Electricity prices in South-Eastern Europe have moderated at times, but they remain structurally higher and more volatile than in much of Western and Northern Europe. This price gap is not an anomaly. It reflects persistent structural features of the region’s power system that cannot be explained by fuel costs alone.
Over the past two years, average wholesale electricity prices in SEE markets have frequently clustered in the €85–105/MWh range during normal conditions, with recurrent excursions far above that level during stress periods. By contrast, several Western European markets have recorded extended periods with average prices below €60/MWh, and in some cases significantly lower during high renewable output or strong nuclear availability.
The first driver of this divergence is grid constraint. South-Eastern Europe remains one of the least interconnected parts of the European electricity system relative to demand. Physical interconnectors exist, but operational and market-available capacity is often limited. When borders constrain flows, national markets behave as islands, pricing local scarcity even when surplus exists nearby. This fragmentation amplifies volatility and sustains higher average prices.
Quantitative analysis of recent stress events shows that insufficient cross-zonal capacity availability played a decisive role in extreme price outcomes. During summer 2024, analysis indicated that full application of the 70 percent cross-border capacity availability rule could have prevented roughly half of the most severe price spikes in central and south-east Europe and reduced peak prices by up to €78/MWh in affected bidding zones. This is not a marginal effect; it is a structural price determinant.
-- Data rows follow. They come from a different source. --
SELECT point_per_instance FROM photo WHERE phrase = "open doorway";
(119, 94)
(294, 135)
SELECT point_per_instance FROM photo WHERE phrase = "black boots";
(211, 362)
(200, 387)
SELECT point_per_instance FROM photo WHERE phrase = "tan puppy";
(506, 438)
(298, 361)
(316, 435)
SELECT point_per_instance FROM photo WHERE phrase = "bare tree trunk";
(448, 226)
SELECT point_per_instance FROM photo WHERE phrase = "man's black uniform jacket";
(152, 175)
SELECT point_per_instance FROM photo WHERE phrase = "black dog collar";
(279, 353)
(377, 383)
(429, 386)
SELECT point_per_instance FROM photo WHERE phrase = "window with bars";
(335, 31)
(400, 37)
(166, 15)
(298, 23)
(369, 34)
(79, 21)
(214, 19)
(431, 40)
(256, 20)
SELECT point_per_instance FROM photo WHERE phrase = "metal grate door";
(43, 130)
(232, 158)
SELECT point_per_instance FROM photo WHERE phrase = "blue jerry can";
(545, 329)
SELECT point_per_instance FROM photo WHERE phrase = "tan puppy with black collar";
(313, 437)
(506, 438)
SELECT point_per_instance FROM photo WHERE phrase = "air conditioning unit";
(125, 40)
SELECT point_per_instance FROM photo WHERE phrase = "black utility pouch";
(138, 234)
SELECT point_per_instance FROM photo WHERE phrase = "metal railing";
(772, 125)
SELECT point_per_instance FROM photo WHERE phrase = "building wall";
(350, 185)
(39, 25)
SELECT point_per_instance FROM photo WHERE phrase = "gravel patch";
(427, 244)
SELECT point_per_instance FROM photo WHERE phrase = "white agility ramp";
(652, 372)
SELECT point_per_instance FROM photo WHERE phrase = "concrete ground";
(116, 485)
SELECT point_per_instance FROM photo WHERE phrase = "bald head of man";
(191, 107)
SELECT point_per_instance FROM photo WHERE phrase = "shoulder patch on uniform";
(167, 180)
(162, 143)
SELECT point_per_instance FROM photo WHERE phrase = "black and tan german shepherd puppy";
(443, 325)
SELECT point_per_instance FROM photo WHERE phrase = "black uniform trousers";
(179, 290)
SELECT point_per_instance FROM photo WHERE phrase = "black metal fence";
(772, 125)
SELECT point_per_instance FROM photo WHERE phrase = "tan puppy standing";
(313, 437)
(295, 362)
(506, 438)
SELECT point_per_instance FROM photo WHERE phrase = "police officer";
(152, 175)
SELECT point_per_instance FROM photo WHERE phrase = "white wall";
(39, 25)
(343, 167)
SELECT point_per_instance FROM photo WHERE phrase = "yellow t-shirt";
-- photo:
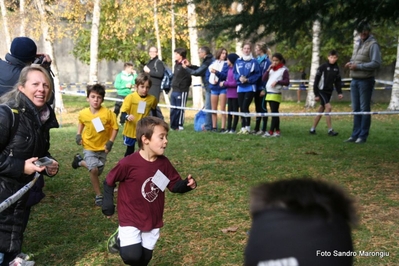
(131, 105)
(91, 139)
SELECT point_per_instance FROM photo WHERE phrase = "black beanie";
(232, 57)
(24, 49)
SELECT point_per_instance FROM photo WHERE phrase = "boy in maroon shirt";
(143, 177)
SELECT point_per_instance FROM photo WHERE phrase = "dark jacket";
(157, 70)
(9, 72)
(181, 79)
(32, 139)
(201, 70)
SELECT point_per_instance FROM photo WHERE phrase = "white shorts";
(130, 235)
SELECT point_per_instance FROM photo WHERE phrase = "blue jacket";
(249, 69)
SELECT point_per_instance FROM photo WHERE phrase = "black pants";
(232, 120)
(274, 106)
(260, 107)
(135, 255)
(244, 101)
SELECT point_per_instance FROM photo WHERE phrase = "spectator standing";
(97, 130)
(228, 81)
(327, 76)
(218, 93)
(366, 59)
(246, 73)
(260, 101)
(276, 77)
(155, 68)
(207, 59)
(124, 83)
(20, 148)
(137, 105)
(180, 86)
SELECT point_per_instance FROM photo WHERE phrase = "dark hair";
(98, 88)
(181, 51)
(262, 46)
(219, 52)
(333, 52)
(304, 196)
(143, 78)
(125, 65)
(206, 49)
(145, 127)
(279, 56)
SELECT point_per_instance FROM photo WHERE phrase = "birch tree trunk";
(394, 103)
(49, 49)
(5, 23)
(157, 30)
(198, 101)
(22, 19)
(94, 43)
(310, 102)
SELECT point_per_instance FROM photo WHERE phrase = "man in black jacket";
(204, 53)
(155, 68)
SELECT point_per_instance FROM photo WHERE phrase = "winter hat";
(24, 49)
(232, 57)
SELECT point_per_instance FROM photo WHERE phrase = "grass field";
(67, 229)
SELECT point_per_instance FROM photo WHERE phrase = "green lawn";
(67, 229)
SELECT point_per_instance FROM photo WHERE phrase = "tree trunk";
(198, 101)
(157, 30)
(48, 48)
(394, 103)
(5, 23)
(22, 27)
(310, 102)
(94, 43)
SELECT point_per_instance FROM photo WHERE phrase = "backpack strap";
(15, 122)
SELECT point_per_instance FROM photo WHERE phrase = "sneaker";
(276, 133)
(99, 200)
(76, 160)
(350, 140)
(266, 135)
(113, 244)
(332, 133)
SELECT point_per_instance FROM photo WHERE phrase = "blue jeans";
(361, 92)
(208, 120)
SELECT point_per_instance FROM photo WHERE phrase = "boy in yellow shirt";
(97, 130)
(137, 105)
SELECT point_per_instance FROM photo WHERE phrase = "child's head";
(95, 95)
(152, 132)
(143, 84)
(128, 68)
(278, 58)
(332, 57)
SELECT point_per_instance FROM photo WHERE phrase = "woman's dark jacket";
(32, 139)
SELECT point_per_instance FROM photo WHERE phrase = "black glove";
(78, 139)
(108, 145)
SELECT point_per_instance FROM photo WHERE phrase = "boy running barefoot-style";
(143, 177)
(97, 130)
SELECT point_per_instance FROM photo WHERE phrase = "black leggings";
(135, 255)
(274, 106)
(260, 107)
(232, 106)
(244, 101)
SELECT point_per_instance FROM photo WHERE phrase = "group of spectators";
(26, 117)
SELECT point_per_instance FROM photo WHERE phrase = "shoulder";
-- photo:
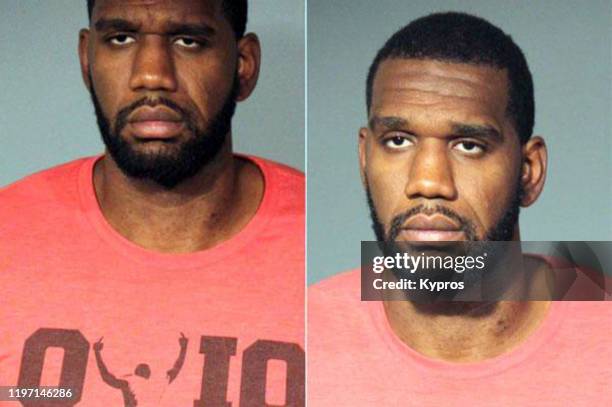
(42, 192)
(342, 288)
(280, 173)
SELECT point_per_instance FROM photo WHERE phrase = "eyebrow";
(390, 122)
(476, 130)
(119, 24)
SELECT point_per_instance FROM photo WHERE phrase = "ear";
(533, 172)
(84, 56)
(249, 61)
(363, 134)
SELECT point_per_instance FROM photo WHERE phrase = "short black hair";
(463, 38)
(235, 11)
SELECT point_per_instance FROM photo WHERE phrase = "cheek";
(206, 84)
(487, 192)
(111, 87)
(387, 182)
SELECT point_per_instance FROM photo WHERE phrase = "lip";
(155, 123)
(431, 229)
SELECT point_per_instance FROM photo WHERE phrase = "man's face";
(163, 78)
(440, 159)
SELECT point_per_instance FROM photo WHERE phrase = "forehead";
(156, 12)
(455, 90)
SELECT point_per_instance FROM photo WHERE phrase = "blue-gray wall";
(568, 47)
(46, 116)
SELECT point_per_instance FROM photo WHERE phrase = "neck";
(197, 214)
(467, 332)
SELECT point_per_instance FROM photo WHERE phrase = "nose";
(431, 174)
(153, 65)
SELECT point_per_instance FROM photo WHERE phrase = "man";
(448, 155)
(168, 232)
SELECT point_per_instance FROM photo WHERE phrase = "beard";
(502, 230)
(176, 161)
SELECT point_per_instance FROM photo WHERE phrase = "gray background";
(46, 116)
(568, 47)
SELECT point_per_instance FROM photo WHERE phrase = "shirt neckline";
(91, 208)
(546, 331)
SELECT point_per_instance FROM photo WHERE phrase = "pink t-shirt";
(355, 359)
(68, 279)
The second driver is generation mix rigidity. SEE systems rely more heavily on lignite, coal, and gas than many Western counterparts, and they lack large nuclear fleets that provide low-marginal-cost stability. While renewables are expanding, they have not yet reached the penetration levels necessary to structurally suppress prices for long periods. As a result, fossil units frequently remain price-setting during peak hours, especially in the evening and during winter demand surges.
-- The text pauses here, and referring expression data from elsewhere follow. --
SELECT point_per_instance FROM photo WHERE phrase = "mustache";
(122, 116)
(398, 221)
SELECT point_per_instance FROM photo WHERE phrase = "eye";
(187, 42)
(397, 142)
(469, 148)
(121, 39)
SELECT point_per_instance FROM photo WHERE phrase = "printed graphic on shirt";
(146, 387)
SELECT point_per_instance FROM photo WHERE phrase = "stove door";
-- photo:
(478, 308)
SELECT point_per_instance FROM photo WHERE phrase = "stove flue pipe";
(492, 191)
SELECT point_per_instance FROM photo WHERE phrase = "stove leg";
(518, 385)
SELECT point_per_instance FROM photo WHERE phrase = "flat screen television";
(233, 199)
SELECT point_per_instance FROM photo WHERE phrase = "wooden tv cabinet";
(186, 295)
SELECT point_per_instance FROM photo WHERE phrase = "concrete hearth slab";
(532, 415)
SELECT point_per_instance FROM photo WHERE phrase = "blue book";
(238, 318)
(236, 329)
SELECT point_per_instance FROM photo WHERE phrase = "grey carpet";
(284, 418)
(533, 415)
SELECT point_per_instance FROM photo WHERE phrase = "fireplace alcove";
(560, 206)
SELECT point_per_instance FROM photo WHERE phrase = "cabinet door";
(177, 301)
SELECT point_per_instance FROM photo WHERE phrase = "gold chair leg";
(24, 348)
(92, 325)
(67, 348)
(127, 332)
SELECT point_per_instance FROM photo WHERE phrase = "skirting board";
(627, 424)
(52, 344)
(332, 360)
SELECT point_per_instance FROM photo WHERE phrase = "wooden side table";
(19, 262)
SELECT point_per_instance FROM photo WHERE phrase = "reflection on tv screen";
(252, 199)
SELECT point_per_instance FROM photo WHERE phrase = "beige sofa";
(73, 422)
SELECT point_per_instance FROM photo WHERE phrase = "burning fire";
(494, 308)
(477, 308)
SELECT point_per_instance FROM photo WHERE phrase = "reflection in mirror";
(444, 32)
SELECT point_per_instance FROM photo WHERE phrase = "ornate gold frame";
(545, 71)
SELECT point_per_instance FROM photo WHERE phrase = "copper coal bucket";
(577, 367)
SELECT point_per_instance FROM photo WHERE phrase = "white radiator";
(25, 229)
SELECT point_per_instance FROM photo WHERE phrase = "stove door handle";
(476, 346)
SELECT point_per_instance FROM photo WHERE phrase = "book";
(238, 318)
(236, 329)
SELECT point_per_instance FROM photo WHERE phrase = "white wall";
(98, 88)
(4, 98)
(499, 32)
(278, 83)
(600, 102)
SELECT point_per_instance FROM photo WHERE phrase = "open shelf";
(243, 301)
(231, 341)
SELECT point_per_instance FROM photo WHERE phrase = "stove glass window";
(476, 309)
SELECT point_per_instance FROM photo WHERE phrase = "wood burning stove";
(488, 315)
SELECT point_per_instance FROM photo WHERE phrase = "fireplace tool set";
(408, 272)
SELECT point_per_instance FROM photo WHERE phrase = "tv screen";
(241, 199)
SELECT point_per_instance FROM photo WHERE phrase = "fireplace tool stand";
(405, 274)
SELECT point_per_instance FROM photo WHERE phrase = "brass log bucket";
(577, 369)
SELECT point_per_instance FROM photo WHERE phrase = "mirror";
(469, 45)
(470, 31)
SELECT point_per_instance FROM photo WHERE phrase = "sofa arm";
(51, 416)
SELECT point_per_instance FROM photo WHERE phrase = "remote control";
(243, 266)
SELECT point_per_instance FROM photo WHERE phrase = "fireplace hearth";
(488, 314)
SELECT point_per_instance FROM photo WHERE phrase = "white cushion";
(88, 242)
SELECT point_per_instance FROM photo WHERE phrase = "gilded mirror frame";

Carbon exposure compounds this effect. Although not all SEE countries are fully integrated into EU carbon pricing, the indirect impact of higher CO₂ prices is transmitted through imports and regional price coupling. Gas- and coal-based marginal pricing therefore embeds carbon risk even where domestic policy differs. This pushes clearing prices upward relative to markets with larger zero-carbon baseload buffers.
A third factor is flexibility scarcity. Western European systems increasingly rely on deep balancing markets, storage, and demand response to dampen volatility. SEE systems are still developing these tools. When renewables fluctuate or imports tighten, the system turns rapidly to expensive marginal resources, driving prices upward. This dynamic was visible in early 2026, when prices swung from around €90/MWh to over €110/MWh in consecutive weeks, and then surged toward €170–175/MWh in parts of the region during periods of weak wind and rising demand.
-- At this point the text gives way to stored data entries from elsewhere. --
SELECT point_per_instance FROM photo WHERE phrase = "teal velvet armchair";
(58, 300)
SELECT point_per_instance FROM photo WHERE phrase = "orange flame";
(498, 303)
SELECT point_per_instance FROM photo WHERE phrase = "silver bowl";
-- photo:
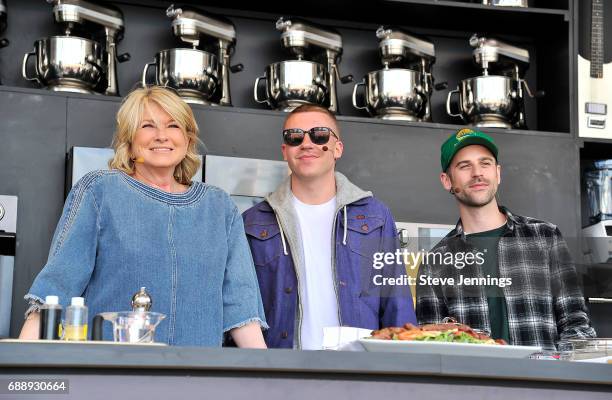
(292, 83)
(66, 63)
(487, 101)
(193, 73)
(394, 93)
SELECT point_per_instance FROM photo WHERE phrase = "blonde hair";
(130, 116)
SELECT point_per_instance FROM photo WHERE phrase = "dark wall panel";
(32, 154)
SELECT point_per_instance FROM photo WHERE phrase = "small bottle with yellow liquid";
(75, 321)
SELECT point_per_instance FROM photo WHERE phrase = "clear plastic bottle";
(50, 319)
(75, 322)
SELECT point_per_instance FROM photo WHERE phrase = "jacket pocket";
(363, 234)
(265, 243)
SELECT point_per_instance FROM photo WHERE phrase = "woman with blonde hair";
(145, 223)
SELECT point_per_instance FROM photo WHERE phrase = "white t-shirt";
(318, 295)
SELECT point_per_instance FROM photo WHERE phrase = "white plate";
(448, 348)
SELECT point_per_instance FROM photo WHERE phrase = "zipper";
(334, 266)
(297, 335)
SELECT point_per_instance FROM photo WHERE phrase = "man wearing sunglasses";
(313, 242)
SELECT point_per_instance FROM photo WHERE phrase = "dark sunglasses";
(318, 135)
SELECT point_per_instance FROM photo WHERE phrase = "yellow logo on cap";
(463, 132)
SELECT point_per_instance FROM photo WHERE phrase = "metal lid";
(141, 301)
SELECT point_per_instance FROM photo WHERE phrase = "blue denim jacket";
(189, 250)
(364, 225)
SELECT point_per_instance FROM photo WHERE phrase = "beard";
(480, 199)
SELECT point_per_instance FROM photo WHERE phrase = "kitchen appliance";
(247, 180)
(200, 74)
(402, 89)
(597, 240)
(495, 99)
(311, 77)
(417, 236)
(136, 326)
(505, 3)
(83, 59)
(595, 82)
(3, 17)
(8, 241)
(597, 183)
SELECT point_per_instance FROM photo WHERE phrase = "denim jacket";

Liquidity and forward market depth also matter. Forward electricity markets in SEE remain relatively shallow, limiting hedging options for suppliers and industrial consumers. Thin liquidity increases risk premiums embedded in retail and long-term contract pricing. Even when spot prices fall temporarily, forward curves often remain elevated, reflecting persistent uncertainty around congestion, fuel availability, and policy risk.
Finally, institutional fragmentation sustains price divergence. Market coupling has progressed, but uneven implementation across borders and timeframes reduces its stabilising effect. Day-ahead coupling without full intraday and balancing integration limits the system’s ability to respond dynamically. In such conditions, volatility is not smoothed; it is redistributed unevenly.
The economic consequence is persistent competitiveness pressure. For energy-intensive industries in South-Eastern Europe, electricity costs are not only higher on average but also less predictable. This uncertainty influences investment decisions, discourages electrification, and increases reliance on self-generation or bilateral arrangements outside organised markets.
Importantly, the price gap is not immutable. It is the outcome of identifiable structural features. Strengthening interconnection availability, accelerating market coupling, expanding flexibility resources, and deepening forward market liquidity would all exert downward pressure on prices over time. However, these are not quick fixes. They require coordinated investment, regulatory discipline, and political commitment across borders.
South-Eastern Europe’s electricity prices are therefore best understood not as a temporary lag behind Western Europe, but as a reflection of a system still completing its structural transition. Until grid integration, flexibility, and market depth converge toward continental standards, price convergence will remain partial and episodic.